AP History will not only provide new vocabulary, it will furnish the student’s mind with ideas and information that one day can be distilled into fiction or personal essay writing.
Nothing is lost to the writer. That’s where writers have it all over non-writers. Even a tedious wait in a doctor’s office provides material.
Like vocabulary, grammar is better learned from reading than from doing isolated exercises.
A common fault that I see in the writing of many young people is the uncertain grasp of prepositions. Many young native English speakers use prepositions as if English were their second language. If they read widely, they’d absorb the idioms.
Writing and Flow of Ideas
An AP English syllabus I pulled up on the web requires eleven essays. How is this not a built-in opportunity for writing practice?
Some of the works of literature being studied for this class are The Canterbury Tales, The Inferno and All Quiet on the Western Front. Like I said, a gift.
Courses other than AP English offer plenty of opportunity for improving writing and flow of ideas.
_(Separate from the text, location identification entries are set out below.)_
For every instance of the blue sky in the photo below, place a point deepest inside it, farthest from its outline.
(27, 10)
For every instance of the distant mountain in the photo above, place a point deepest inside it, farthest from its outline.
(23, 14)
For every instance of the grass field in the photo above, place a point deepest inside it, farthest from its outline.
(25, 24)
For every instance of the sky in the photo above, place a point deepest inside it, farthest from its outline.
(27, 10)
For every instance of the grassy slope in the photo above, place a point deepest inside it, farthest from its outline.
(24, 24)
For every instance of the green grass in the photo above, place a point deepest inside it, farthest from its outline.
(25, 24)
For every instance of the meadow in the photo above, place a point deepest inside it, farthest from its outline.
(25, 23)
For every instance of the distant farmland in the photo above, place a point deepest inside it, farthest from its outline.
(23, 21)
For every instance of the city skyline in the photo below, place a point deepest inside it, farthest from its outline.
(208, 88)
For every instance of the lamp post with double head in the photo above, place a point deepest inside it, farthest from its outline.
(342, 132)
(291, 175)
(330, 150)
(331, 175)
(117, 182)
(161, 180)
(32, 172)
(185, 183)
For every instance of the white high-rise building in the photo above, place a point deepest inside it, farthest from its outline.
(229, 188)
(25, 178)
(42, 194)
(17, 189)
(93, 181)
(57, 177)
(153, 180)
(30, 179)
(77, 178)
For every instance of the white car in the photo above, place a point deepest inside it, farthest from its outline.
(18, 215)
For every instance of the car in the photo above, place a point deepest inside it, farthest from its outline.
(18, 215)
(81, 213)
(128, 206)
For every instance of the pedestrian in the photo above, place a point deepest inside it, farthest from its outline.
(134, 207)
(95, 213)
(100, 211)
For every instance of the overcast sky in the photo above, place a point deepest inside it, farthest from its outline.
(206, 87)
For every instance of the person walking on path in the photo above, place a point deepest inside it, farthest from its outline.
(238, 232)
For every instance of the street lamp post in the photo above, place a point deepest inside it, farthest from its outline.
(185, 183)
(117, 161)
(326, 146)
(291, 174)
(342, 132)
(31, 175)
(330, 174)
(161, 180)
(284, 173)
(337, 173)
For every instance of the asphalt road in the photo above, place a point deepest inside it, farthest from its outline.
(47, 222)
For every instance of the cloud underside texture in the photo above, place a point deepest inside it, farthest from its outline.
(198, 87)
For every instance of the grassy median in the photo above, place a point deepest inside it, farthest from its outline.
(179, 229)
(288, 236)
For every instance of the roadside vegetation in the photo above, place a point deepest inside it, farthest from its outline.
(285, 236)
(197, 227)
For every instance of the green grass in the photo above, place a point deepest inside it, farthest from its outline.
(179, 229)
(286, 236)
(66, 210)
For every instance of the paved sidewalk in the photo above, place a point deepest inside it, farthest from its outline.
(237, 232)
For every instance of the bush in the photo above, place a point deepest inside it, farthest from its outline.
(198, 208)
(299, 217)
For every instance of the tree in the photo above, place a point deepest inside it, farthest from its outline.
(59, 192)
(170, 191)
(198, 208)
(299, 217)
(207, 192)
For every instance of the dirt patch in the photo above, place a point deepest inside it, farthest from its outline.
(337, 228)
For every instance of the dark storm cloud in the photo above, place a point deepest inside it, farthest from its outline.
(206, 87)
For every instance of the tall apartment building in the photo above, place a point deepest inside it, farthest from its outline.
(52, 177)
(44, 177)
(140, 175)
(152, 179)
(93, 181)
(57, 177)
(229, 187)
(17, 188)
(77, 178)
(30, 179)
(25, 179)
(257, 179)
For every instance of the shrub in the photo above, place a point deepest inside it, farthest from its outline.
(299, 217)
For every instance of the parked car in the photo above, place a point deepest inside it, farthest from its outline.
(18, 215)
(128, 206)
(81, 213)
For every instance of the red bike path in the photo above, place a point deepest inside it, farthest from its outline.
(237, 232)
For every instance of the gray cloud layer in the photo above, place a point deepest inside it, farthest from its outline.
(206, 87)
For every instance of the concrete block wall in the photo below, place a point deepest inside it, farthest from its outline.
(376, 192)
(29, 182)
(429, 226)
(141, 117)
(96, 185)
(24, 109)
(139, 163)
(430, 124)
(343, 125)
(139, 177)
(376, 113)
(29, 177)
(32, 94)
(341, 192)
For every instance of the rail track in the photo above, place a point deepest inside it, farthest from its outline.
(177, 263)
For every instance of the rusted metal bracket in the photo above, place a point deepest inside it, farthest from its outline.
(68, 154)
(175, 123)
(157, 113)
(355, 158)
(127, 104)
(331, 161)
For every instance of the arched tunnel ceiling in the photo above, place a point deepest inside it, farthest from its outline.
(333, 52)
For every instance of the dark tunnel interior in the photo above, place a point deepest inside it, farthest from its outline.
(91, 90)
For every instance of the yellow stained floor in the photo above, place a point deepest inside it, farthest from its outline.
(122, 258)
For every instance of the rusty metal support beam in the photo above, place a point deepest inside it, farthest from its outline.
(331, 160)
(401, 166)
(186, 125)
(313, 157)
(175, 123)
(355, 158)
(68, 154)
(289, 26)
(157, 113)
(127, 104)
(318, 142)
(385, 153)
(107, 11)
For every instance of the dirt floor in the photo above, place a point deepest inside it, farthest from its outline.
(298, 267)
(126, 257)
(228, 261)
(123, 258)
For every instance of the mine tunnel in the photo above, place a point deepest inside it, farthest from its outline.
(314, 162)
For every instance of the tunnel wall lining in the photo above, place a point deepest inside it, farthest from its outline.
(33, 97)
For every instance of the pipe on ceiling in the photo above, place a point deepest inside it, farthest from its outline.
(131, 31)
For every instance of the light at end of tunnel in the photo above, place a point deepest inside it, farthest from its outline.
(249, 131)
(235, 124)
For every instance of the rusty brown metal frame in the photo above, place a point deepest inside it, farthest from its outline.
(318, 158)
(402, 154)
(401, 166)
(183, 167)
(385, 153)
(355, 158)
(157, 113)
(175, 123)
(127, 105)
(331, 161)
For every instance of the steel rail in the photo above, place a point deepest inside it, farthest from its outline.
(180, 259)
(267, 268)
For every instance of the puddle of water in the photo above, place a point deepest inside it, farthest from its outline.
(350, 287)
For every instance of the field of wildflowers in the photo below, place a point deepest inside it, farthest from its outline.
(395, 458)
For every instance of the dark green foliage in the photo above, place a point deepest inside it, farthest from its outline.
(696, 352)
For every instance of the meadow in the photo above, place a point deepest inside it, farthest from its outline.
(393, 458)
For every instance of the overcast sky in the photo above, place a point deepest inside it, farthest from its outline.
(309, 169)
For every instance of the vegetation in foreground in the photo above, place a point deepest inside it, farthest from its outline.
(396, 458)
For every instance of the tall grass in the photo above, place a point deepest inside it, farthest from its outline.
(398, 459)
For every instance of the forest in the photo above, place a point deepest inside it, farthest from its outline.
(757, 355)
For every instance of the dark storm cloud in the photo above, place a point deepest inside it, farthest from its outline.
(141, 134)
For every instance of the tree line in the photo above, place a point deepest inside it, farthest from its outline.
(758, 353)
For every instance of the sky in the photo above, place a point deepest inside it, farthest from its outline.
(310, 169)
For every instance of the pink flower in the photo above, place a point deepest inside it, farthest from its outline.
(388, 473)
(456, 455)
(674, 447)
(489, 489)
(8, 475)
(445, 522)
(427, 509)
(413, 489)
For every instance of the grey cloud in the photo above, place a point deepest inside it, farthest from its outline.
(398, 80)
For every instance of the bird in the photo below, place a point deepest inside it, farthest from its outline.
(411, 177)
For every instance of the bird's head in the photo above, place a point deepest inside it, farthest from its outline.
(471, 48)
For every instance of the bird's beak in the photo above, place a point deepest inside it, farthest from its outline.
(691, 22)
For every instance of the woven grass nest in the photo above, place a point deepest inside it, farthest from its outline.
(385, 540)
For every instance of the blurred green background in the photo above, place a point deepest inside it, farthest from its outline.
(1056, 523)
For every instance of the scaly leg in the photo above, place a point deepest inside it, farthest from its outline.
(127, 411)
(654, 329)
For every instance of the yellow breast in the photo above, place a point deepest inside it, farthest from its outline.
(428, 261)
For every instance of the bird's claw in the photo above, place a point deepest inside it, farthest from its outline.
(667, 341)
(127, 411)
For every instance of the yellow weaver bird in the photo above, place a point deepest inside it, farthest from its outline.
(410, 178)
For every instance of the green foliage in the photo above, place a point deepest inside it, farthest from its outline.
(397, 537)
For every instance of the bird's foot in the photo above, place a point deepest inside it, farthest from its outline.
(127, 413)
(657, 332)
For example, not all textbooks are well-written. Some seem designed to put the reader to sleep. Students of writing can read textbooks on any subject not just for information, but for style. They can compare the interesting parts with the soporific ones. What makes the writing slow down? Is it sentence length? Is it unnecessarily erudite vocabulary? What about transitions? What words does the writer use to get from one idea to the next? How could the writing be improved?
Make Your Courses Work for You
The young writer who set me this question is to be admired for recognizing the fact that writing must be cultivated.
My advice, try to stop seeing the AP coursework as an impediment to writing and make it work for you. The practice of writing half a page a day was a great idea. Resume it if at all possible. If all you can find is ten minutes, write a few lines. If nothing else, take the time to write the words “I am a writer” before you drop off to sleep.